Biotech Updates

Oligonucleotide-Mediated Genome Editing in Plants

August 3, 2016

Researchers from CIBUS in the US report a form of oligonucleotide-directed mutagenesis for precision genome editing in plants. This form uses single-stranded oligonucleotides (ssODNs) to generate genome edits at DNA strand lesions made by DNA double strand break reagents.

Using Arabidopsis, the team obtained a high frequency of precise targeted genome edits when ssODNs were introduced into protoplasts pretreated with the glycopeptide antibiotic phleomycin, a nonspecific DNA double strand breaker.
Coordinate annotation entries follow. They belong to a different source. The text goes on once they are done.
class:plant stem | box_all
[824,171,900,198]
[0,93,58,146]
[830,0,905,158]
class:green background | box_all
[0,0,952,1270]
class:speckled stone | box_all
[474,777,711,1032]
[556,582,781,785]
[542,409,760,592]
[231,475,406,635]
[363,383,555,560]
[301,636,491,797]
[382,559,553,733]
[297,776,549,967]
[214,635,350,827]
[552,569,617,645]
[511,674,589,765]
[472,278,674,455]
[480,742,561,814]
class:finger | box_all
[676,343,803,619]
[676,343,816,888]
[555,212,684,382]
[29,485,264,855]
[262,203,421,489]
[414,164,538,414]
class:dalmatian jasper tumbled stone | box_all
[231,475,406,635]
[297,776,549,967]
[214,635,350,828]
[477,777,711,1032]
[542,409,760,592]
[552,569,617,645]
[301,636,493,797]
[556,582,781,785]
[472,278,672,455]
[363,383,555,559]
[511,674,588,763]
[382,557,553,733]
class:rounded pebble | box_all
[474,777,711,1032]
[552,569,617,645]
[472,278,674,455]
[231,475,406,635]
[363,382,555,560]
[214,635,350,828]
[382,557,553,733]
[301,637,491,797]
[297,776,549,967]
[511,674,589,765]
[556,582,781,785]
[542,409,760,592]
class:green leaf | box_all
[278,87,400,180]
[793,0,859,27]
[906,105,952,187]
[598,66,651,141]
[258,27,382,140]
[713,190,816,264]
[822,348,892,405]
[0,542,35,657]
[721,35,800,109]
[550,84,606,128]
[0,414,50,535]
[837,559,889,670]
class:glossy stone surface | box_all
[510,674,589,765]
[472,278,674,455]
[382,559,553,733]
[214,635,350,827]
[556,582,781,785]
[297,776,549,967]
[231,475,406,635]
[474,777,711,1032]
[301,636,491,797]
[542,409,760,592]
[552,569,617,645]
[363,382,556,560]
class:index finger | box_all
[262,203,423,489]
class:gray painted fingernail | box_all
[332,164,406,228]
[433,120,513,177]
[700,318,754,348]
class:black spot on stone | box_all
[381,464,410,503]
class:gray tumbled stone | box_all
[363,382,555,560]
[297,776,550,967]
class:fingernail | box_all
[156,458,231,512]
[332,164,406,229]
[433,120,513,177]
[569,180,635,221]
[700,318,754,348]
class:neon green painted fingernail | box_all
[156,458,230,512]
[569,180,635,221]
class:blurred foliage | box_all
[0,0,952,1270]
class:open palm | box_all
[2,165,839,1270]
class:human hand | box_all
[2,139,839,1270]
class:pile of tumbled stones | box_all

Simultaneous delivery of ssODN and a site-specific DNA double strand breaker, either through TALENs or CRISPR/Cas9, resulted in a significantly greater targeted genome editing frequency compared with treatment with DNA double strand-breaking reagents alone.

The researchers then tested a combination of ssODN and CRISPR/Cas9 to develop an herbicide tolerant flax (Linum usitatissimum) by editing the 5'-ENOLPYRUVYLSHIKIMATE-3-PHOSPHATE SYNTHASE (EPSPS) genes. The edits occurred at sufficient frequency that the team could regenerate whole plants from edited protoplasts without selection. Plants were screened for tolerance to glyphosate in spray tests. Analysis of their progeny reveals the expected Mendelian segregation of the EPSPS edits.